The Daesh terrorist group, the report points out, has adopted similar policies in the city of Deir el-Zour and at the Yarmouk refugee camp south of Damascus.
The report goes on to claim that 216 chemical-weapon attacks have been carried out by the regime since December 2012, causing the deaths of at least 1,461 people.
According to the SNHR, Syria suffered massive waves of displacement, especially in 2017 and 2018, as a result of military operations carried out by the warring camps or as a result of deals and truces imposed on besieged areas, arrangements, the nongovernmental organization (NGO) says, which violate international humanitarian law.

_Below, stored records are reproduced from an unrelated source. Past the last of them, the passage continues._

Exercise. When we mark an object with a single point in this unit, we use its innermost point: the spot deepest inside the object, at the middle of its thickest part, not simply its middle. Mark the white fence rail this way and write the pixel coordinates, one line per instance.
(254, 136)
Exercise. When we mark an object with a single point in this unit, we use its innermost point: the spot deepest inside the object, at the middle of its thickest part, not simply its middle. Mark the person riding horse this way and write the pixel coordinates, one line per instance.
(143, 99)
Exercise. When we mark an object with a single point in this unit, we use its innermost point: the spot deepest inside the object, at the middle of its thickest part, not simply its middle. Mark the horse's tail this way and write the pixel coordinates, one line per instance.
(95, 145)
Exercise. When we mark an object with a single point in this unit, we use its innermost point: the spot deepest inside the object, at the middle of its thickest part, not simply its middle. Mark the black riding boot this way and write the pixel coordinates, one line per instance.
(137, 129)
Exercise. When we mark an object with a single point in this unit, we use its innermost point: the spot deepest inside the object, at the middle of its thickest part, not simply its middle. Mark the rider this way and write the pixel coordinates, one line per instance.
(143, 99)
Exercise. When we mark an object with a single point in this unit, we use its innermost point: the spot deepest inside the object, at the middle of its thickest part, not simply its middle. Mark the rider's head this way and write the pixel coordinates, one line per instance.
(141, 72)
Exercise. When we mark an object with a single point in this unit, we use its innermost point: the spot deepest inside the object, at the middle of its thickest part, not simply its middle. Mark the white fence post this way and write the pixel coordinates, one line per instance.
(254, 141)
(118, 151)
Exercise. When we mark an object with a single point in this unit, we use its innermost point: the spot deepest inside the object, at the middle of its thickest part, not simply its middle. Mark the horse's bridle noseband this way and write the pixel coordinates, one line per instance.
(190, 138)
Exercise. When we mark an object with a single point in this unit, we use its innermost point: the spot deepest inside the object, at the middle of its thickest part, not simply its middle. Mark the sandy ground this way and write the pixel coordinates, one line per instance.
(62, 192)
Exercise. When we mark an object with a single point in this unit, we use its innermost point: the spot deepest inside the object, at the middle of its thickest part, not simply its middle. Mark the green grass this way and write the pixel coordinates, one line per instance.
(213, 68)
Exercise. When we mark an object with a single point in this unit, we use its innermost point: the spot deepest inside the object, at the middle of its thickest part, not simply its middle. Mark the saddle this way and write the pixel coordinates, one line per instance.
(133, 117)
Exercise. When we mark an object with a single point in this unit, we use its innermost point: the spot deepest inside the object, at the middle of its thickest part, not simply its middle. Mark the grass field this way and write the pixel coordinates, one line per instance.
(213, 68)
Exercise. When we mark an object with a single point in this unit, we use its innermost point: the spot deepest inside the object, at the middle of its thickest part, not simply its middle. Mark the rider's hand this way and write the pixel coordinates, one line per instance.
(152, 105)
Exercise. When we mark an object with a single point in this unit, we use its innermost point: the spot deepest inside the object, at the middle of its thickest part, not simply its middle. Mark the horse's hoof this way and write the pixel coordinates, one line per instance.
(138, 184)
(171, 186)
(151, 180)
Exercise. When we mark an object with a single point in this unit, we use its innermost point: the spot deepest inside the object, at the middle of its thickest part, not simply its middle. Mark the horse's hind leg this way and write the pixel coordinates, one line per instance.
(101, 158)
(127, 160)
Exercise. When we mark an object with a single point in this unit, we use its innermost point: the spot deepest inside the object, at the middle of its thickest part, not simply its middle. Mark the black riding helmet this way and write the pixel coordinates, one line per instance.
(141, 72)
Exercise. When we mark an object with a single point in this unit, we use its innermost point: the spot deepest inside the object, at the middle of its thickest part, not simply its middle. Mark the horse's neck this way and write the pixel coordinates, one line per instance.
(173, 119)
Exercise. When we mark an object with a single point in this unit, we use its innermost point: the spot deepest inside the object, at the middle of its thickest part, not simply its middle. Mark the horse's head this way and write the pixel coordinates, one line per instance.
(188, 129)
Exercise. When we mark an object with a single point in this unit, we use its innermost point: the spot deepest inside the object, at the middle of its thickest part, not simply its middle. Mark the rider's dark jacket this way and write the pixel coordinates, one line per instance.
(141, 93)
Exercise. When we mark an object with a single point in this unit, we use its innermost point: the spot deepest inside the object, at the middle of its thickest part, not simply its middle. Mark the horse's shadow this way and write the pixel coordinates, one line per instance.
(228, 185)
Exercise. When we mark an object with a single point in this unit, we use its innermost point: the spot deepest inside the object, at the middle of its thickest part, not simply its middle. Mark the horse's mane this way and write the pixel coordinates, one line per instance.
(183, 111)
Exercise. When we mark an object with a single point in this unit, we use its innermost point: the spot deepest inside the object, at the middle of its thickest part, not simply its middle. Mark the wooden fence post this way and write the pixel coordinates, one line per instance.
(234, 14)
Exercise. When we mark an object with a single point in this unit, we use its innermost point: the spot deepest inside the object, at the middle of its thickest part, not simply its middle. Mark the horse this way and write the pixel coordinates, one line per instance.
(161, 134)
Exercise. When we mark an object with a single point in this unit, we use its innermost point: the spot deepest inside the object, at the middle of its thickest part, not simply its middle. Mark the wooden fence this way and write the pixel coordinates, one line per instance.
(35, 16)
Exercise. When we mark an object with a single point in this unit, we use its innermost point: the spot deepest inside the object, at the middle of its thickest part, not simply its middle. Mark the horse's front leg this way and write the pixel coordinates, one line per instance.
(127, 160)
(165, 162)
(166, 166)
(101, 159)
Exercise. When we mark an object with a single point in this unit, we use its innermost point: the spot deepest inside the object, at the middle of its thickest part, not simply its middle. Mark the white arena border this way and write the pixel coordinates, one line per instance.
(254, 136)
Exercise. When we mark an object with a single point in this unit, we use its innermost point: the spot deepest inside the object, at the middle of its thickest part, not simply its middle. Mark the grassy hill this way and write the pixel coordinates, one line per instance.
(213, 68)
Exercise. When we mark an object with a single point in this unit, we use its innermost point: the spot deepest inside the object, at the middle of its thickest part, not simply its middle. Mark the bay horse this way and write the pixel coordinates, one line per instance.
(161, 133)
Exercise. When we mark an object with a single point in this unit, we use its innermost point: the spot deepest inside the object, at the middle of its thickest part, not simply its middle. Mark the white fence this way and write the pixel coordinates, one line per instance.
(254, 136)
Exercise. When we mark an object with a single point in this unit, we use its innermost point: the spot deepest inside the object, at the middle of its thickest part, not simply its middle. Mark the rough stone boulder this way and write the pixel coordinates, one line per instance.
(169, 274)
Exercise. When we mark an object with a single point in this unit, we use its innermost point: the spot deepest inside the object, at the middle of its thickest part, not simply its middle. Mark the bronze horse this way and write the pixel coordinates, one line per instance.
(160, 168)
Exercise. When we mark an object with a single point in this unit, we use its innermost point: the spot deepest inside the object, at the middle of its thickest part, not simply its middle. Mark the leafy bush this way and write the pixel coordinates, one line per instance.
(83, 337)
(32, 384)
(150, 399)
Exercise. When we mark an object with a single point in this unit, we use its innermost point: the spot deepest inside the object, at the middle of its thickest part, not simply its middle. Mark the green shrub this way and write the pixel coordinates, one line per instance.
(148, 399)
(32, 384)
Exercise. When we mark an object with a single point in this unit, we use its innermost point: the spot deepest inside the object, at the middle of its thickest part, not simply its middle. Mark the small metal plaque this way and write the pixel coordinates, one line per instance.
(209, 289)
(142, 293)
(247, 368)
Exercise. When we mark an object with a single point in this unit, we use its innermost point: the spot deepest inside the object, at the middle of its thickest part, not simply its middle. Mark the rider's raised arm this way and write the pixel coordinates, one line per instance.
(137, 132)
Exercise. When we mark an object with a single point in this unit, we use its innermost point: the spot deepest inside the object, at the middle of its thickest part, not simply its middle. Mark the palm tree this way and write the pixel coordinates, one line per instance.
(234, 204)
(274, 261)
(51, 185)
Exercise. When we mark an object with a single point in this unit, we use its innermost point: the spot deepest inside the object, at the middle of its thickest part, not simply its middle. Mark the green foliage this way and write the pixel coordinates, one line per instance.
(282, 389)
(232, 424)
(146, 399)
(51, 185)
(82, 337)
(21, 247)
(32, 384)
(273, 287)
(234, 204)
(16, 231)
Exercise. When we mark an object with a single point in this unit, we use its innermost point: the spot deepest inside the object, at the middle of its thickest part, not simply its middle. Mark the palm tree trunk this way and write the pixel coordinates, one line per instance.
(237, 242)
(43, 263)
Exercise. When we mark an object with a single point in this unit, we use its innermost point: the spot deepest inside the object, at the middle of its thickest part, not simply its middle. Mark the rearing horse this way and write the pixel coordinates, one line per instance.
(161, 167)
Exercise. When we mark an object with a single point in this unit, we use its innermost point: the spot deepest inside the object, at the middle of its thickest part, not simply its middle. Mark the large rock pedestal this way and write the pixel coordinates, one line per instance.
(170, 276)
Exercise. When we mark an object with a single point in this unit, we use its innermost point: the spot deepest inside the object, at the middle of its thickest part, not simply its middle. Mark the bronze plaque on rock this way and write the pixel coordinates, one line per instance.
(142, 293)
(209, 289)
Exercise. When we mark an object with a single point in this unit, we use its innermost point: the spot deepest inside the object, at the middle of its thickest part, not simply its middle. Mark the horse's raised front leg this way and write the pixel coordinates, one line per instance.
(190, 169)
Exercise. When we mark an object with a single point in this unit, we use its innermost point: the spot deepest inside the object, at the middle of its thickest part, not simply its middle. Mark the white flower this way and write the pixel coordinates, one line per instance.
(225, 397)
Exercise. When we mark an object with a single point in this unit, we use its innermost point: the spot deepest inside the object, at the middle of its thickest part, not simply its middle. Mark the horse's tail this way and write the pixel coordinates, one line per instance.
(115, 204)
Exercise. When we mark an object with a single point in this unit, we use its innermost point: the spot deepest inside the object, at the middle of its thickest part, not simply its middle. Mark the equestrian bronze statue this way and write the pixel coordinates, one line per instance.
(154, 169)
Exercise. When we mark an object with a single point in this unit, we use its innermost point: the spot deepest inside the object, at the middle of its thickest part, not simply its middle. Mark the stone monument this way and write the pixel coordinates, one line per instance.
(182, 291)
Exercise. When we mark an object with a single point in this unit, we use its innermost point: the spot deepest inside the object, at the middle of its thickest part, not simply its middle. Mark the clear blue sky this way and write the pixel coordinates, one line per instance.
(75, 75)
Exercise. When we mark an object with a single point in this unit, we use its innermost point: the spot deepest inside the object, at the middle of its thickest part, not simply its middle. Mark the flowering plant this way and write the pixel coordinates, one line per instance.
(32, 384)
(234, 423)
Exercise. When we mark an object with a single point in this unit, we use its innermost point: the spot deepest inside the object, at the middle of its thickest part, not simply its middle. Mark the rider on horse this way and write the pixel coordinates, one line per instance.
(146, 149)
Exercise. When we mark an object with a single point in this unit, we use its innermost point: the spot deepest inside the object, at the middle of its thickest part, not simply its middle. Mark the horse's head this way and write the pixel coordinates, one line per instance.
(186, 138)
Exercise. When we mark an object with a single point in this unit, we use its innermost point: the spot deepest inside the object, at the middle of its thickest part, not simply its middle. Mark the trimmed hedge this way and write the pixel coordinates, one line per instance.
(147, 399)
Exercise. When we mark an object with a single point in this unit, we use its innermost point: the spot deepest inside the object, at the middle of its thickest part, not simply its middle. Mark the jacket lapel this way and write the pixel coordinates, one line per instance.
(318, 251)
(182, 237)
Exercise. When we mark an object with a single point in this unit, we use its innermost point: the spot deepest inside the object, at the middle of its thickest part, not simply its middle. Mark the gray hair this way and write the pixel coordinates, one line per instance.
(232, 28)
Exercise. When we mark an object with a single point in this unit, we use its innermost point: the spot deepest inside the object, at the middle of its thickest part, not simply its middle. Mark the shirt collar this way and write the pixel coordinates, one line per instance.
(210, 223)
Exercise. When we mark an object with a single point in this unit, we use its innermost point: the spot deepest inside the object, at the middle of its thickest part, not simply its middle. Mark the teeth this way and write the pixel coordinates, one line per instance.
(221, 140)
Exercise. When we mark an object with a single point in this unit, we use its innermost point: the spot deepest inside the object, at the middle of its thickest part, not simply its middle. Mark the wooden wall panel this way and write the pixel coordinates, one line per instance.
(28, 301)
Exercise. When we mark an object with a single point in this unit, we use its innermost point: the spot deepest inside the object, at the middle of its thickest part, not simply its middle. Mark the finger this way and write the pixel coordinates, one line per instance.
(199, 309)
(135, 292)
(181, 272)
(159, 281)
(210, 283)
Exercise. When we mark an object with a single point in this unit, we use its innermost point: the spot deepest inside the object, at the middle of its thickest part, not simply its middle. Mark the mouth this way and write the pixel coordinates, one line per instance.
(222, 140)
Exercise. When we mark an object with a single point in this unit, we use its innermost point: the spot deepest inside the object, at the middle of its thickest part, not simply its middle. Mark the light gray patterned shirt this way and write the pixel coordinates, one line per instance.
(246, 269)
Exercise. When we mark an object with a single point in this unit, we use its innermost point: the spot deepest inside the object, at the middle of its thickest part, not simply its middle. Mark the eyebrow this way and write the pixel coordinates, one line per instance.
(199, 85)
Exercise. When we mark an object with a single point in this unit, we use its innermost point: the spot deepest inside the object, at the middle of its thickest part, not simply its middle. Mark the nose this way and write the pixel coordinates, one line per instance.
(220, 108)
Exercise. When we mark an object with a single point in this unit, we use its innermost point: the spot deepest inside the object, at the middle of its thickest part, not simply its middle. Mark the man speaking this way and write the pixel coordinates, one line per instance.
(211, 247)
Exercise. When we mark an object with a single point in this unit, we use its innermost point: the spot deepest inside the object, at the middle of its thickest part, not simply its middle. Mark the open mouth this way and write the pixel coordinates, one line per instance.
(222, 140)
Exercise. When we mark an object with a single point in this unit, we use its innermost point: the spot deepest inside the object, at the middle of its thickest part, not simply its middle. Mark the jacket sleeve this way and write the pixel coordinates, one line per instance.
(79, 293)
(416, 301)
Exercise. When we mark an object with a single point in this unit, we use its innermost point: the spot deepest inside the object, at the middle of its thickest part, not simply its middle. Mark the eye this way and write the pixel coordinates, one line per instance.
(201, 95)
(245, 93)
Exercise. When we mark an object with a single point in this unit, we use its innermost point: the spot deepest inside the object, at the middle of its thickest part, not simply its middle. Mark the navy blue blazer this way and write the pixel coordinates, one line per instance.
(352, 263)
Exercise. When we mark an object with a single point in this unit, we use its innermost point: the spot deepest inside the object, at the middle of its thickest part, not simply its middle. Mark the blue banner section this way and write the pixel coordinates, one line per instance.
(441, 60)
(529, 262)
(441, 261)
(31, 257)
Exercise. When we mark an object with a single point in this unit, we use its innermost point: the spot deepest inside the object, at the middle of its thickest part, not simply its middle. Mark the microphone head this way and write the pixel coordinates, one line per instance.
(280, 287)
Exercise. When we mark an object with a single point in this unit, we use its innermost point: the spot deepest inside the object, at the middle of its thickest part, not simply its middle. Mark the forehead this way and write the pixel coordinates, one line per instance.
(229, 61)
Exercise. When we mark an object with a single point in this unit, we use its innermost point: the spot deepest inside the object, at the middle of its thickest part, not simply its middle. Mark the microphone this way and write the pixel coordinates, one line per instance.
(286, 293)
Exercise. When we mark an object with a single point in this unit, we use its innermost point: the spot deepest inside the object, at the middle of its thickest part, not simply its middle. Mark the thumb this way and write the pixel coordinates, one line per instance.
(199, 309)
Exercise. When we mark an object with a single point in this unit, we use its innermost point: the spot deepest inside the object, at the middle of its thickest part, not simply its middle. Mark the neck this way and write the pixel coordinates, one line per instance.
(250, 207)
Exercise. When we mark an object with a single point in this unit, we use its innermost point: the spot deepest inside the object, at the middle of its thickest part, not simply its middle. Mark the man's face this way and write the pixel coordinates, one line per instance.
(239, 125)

The opposition sources states Bashar Assad's regime has thrown at least 500,000 people behind
bars since the conflict began in 2011.
Last month, a former inmate who was held in Syrian regime prisons recounted the abuses she and her cellmates suffered while in detention. Speaking to Anadolu Agency (AA), Rana, a Syrian refugee from the western Syrian province of Homs, said she was detained in 2015 by the Syrian regime for allegedly "supporting terrorism and illegally crossing the border."
"My husband and son both died in prison," she said. "I was beaten because I refused to confess to supporting the Syrian [anti-regime] opposition," she added. Following such reports from former prisoners, the international community recently started to break its silence over regime's brutality. The Conscience Movement, an NGO, called on the global community last month to take urgent action to secure the release of women and children languishing in Syrian prisons during an international conference in Istanbul.